Şimdiye dek yansıta yansıta yalnızca göklerin mavisini yansıtan durgun bir gölün suyu kadar saf bir akıl nasıl bilgilendirilecekti? Bu bembeyaz tuvale nasıl resim çizilecekti?
İnsan ister mutlu olsun, isterse dertli, birlikte yaşadığı en küçük nesnelere bile bir yüz kazandırır; onları dinler, akıl alır, çünkü doğası gereği boşinançlıdır.
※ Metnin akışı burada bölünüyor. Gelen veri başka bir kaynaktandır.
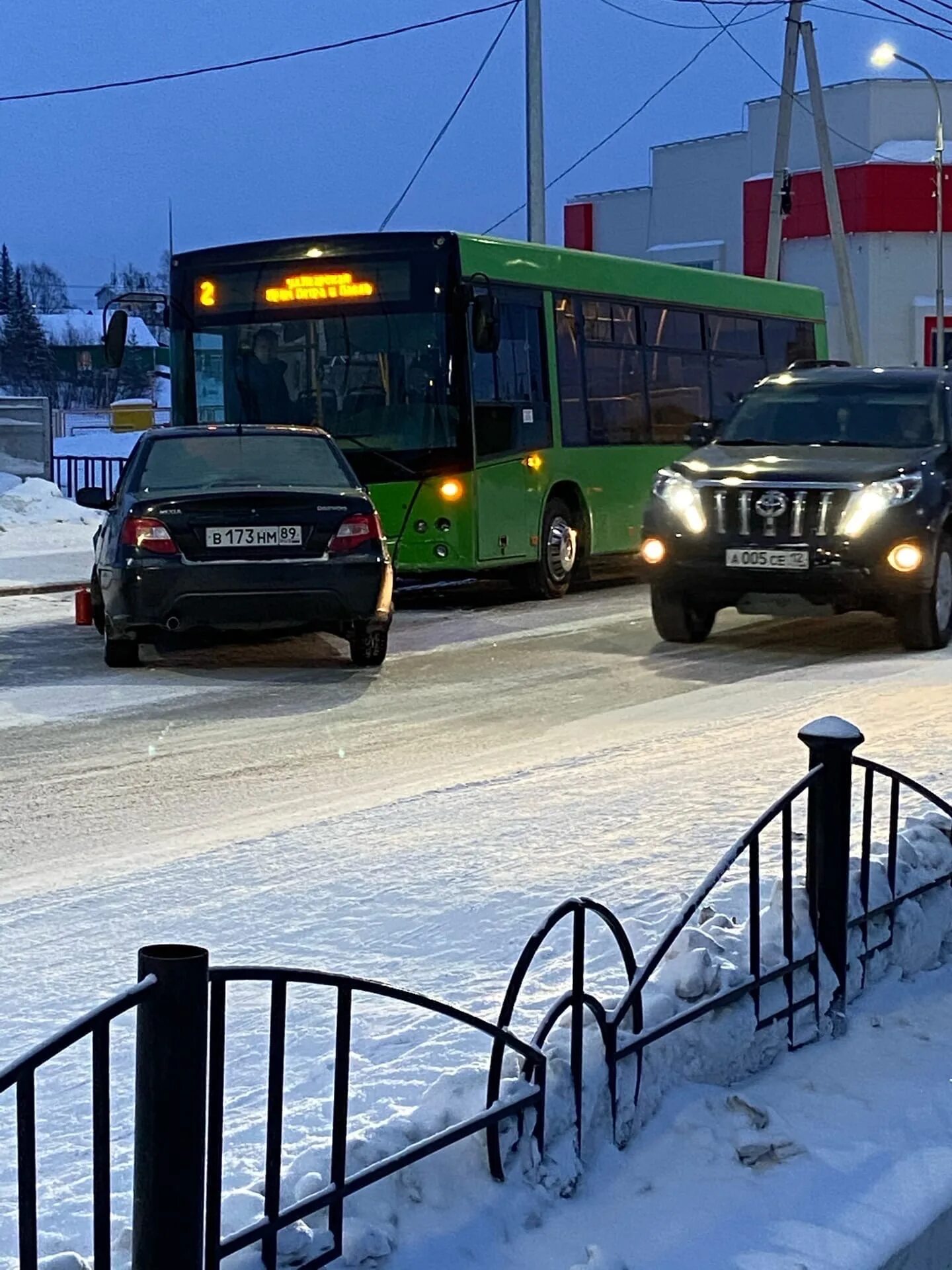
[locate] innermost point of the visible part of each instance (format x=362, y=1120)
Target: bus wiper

Soylular başka hiçbir dönemde doğa bilimleri açısından o zamanki kadar bilgisiz olmamış, yıldız falcılığı asla o denli tutulmamıştır, çünkü geleceği öğrenmeye asla o zamanki kadar meraklı olunmamıştır. Bu bilgisizlik ve bu genel merak beşeri bilgilerin karmakarışık olmasına yol açmıştı; her şey kişisel uygulamalara bağlıydı, çünkü kuram dizini daha oluşturulmamıştı; kitap basmak çok masraflı, bilimsel iletişim hızı pek yavaştı; Kilise doğa olaylarının çözümlenmesini temel alan, bütünüyle incelemeye dayalı bilimlere hâlâ işkence ediyordu. İşkence de gizemi doğuruyordu.